莊鶯哭得眼睛腫得像核桃似的,大步來到溫梨笙面前,質問道:“你究竟為何要這樣對我!”
溫梨笙納悶:“不是你先招惹我的嗎?誰讓你偷我的書?”
莊鶯道:“打小你就跟我不對付,凡是我想要的東西,你全能搶去,不就是仗著你爹那個郡守的官職?私底下貪了多少銀錢,臟了多少百姓的東西你以為我們都不知道?”
溫梨笙想了想,覺得她小題大做:“我不就搶了你兩回東西?一回在玉石店里,那塊玉是我先看上的,還有一回是華云錦,怎么就叫全搶了?”
平心而論,溫梨笙不稀罕跟她搶東西的,只不過每回都是因為她嘴賤在先,總忍不住陰陽怪氣。
“你爹在京中好好的官職不做,非要來沂關郡干什么!那郡守之位分明是我爹的!他在沂關郡當了二十多年的官,一步步爬到現在的位置,卻被你爹平白頂替!”莊鶯恨聲道:“天理何在?”
溫梨笙有些不耐煩,這話她從小到大聽得太多了,什么貪贓枉法的大貪官,白撿現成的郡守之位,德不配位道貌岸然,諸如此類的話,她聽煩了。
“你若是真的想不通,大可去奚京皇宮,親自問一問皇帝。
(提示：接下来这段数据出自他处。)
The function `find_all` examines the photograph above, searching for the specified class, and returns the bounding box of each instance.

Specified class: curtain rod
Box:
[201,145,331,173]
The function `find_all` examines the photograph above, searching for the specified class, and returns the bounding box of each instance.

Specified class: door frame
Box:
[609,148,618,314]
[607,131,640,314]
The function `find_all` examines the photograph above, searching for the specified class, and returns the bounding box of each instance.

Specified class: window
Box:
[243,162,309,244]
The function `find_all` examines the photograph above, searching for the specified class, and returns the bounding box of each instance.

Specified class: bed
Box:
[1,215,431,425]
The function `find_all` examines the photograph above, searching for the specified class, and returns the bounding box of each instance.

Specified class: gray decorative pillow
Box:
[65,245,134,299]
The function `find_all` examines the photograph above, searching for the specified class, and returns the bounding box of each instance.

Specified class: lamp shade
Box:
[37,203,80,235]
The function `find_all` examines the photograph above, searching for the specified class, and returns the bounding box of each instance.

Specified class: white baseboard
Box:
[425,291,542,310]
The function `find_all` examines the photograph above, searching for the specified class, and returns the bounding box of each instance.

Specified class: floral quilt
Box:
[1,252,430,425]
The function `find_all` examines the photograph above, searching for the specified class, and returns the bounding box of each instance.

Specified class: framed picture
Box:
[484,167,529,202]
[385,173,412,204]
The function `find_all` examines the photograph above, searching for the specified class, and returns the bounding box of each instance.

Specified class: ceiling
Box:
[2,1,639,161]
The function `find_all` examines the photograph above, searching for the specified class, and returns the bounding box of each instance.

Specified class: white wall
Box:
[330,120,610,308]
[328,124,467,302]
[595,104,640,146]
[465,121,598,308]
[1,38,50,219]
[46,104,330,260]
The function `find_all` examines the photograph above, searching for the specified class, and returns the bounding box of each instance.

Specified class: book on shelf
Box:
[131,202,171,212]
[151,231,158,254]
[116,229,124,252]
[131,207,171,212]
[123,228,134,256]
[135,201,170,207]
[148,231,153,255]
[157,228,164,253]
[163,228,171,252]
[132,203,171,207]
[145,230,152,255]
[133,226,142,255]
”溫梨笙道。
莊鶯咬牙切齒:“溫家就是沂關郡吸血的螞蟥,害人的蛆蟲!”
溫梨笙惱了,擼袖子兇道:“你再罵?”
莊鶯氣得理智盡失,破口大罵:“溫家祖上幾代都沒出過你們這種喪盡天良的狗東西,坑蒙拐騙虛偽至極,我看你們死后如何面對溫家列祖列宗!”
溫梨笙一蹦三尺高,揪著她的頭發拉扯:“你要真是那么想知道,那我就送你去跟他們親自問問!”
說著兩人廝打起來,扯頭發扯衣裳,莊鶯的婢女也上線幫忙,魚桂怕出手把莊鶯打得重傷,便只好拉架。
誰知兩人越戰越勇,加上魚桂用力拉開兩人的力道,莊鶯使勁推了一把溫梨笙。這是石拱橋的橋欄本就是那種一道一道的中間沒有連接,她被這樣一推,就從那兩柱中間掉了下去。
掉下去的時候還嘶聲喊道:“魚桂,揍她——!”
撲通一聲,溫梨笙整個砸進了水里,雖說是夏日,這河水到了晚上依舊冰冷刺骨,所有的寒意在一瞬間侵入她的四肢百骸,把每一根發絲都浸透了。
要命的是,溫梨笙完完全全就是一個旱鴨子,她幼年時曾落過水,對那種奔涌躥進鼻眼里的水有一種巨大的恐懼。
落水的瞬間,她就岔了一口氣。
“小姐!”魚桂驚得魂飛魄散,連忙解下外衣想先救人,卻不想又聽一聲撲通入水聲,轉頭就見一直跟在世子身后的喬陵站在不遠處,手臂掛著一件墨色衣袍。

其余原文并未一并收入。